Shine Shine Shine by Lydia Netzer is the story of Sunny, her Nobel prize-winning husband Maxon, and their son Bubber. Except for Maxon’s fame – thanks to the international prize and his current stint as a scientist -turned-astrunaut attempting to populate the Moon with robots – their life is normal. Sunny has the same fears as any woman in her shoes: Will Maxon return from space? Will Bubber live a productive life, despite his diagnosis of Autism? Will she ever be anything more than her community’s social organizer? Will her dying mother tell her the truth about her father’s identity? Okay, so maybe she isn’t completely average, but her anxieties over the future of her unborn daughter cause her to erupt – removing a part of her identity that she thought normalized her, despite all her oddities.
Sunny’s sudden resolution to be a better woman makes readers cheer and squirm. She takes back her son’s free will – medication be damned – and the result rejuvinates her.
Sunny thought, Wow, this is my little boy. This is him, he laughs hysterically. She felt exhilarated. What else could he do?
Maxon left Earth without resolving the most recent spat between him and Sunny, and he fears returning to Earth with no one to greet him. Of all the uncertainty and sadness that plagued his life, his life with Sunny was the one true shining element.
Maxon in the rocket could remember that energy between them, that way he felt electrified by her as all his switches turned on. All life is binary. On and off. There is no middle setting. Alive or dead. Kissing or not kissing….There are a thousand tiny yes and no decisions that make up every movement, but they are all just that: yes and no….For Maxon, standing with his arms around Sunny, kissing her for the first time for real, it was then on. It never turned off again in his whole life. It was a switch that was duct-taped to one side with a sign beside it that said DO NOT TOUCH.

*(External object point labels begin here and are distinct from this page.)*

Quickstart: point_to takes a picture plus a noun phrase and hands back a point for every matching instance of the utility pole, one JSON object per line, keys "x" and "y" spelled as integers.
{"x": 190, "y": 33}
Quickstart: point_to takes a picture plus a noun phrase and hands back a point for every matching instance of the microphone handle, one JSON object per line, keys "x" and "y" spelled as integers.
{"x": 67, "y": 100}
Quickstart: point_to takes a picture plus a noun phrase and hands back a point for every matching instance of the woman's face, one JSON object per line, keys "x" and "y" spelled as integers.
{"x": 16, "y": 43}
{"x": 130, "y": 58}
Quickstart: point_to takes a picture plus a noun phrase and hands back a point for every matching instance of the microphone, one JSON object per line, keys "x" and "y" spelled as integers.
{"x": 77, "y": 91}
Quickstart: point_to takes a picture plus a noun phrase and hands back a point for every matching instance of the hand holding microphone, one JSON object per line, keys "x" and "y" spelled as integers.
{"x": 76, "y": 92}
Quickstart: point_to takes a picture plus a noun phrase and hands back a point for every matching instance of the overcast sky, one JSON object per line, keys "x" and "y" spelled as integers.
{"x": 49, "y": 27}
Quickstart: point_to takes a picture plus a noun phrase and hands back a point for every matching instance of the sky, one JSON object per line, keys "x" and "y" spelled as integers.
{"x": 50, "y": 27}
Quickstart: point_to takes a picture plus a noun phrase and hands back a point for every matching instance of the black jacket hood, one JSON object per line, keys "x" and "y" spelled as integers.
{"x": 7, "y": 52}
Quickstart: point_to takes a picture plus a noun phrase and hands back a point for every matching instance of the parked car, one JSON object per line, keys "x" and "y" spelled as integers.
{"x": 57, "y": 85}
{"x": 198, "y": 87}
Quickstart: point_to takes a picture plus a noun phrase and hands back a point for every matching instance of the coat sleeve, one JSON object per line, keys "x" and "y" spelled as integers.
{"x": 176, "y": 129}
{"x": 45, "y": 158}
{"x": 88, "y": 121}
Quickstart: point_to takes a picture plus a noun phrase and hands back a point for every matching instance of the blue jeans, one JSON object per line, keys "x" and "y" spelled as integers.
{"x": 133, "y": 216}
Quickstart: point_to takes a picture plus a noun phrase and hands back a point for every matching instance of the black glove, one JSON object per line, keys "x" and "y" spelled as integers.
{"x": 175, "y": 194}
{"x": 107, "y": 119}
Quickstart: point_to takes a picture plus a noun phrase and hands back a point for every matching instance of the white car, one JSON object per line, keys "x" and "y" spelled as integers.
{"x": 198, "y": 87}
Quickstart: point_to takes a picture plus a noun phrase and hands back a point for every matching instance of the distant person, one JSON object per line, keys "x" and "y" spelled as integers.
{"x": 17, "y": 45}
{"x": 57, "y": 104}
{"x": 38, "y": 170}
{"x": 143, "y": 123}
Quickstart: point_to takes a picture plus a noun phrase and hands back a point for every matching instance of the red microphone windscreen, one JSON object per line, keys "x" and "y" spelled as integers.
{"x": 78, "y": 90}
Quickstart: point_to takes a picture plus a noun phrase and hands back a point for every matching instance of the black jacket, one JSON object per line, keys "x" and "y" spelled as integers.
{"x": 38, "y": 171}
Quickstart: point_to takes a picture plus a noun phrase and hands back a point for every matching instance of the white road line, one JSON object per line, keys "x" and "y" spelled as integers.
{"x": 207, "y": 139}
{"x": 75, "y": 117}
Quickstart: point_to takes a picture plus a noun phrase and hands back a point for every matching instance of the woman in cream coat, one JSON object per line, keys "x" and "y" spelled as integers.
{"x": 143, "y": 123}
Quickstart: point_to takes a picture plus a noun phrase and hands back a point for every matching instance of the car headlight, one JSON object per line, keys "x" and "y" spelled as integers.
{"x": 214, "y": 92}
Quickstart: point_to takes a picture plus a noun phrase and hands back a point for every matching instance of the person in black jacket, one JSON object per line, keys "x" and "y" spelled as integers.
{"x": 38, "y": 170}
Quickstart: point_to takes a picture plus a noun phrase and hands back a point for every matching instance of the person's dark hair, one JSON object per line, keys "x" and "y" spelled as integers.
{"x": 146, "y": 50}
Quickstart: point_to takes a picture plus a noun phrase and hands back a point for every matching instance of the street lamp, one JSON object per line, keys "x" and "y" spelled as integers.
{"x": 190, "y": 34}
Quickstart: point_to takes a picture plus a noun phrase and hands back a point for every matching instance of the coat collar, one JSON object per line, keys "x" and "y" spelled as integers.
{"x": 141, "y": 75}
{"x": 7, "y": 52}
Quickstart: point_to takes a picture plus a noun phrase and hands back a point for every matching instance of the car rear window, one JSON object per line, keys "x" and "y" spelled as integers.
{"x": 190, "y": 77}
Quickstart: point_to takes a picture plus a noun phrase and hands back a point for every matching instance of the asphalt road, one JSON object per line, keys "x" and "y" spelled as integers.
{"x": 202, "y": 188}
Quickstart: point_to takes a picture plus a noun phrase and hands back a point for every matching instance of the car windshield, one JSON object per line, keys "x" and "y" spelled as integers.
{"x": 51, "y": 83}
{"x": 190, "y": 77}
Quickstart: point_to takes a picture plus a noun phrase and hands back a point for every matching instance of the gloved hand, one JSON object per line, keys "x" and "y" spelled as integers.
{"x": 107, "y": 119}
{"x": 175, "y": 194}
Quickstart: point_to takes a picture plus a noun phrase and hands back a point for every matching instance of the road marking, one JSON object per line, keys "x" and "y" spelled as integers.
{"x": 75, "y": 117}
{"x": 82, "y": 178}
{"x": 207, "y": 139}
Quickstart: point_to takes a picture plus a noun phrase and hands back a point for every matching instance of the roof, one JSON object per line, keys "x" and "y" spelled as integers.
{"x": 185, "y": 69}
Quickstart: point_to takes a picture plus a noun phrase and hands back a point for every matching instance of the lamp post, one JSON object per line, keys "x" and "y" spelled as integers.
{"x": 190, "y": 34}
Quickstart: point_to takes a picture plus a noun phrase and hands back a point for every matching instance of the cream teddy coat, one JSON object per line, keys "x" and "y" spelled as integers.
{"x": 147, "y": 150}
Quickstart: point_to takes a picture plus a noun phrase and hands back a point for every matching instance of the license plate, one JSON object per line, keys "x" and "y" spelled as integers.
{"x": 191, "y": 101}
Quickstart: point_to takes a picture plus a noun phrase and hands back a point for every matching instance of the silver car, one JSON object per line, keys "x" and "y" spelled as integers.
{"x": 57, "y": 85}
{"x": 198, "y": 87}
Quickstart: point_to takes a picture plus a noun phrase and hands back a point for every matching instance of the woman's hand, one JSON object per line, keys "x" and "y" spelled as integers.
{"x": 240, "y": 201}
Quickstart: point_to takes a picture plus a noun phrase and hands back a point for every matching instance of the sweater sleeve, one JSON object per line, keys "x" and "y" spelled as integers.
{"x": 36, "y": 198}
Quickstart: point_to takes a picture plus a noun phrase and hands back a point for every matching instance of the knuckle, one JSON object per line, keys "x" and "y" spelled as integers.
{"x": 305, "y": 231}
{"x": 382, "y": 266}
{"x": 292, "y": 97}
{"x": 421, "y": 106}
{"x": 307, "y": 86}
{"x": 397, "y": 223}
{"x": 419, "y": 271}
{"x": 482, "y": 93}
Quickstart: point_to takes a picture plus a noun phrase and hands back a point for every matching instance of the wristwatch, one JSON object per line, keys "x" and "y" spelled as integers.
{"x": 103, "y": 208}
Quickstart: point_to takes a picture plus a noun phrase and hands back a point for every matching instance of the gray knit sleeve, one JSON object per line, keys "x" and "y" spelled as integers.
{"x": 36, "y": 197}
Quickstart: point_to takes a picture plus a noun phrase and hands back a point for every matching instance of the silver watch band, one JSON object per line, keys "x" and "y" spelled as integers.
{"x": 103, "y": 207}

My copy of Shine Shine Shine has more dog-earred pages and Post-It note flags than nearly any other book I read in 2013. Netzer turned otherwise typical internal monologues of questions, fears, and thoughts into a beautiful composition of thoughts. I usually enjoy dialogue-heavy novels, but this novel accomplished more with one character’s thoughts than it did during the moments of conversation.
I recommended this to my colleague Linda whose reading lists range from popular fiction to the abscure poetry. She adored this novel, which validated my ability recommend books well.
We Are Water by Wally Lamb and & Sons by David Gilbert are appropriate follow-ups to Shine Shine Shine because they are stories of normal people doing normal things, but with extraordinary and odd thrown in at just the right time.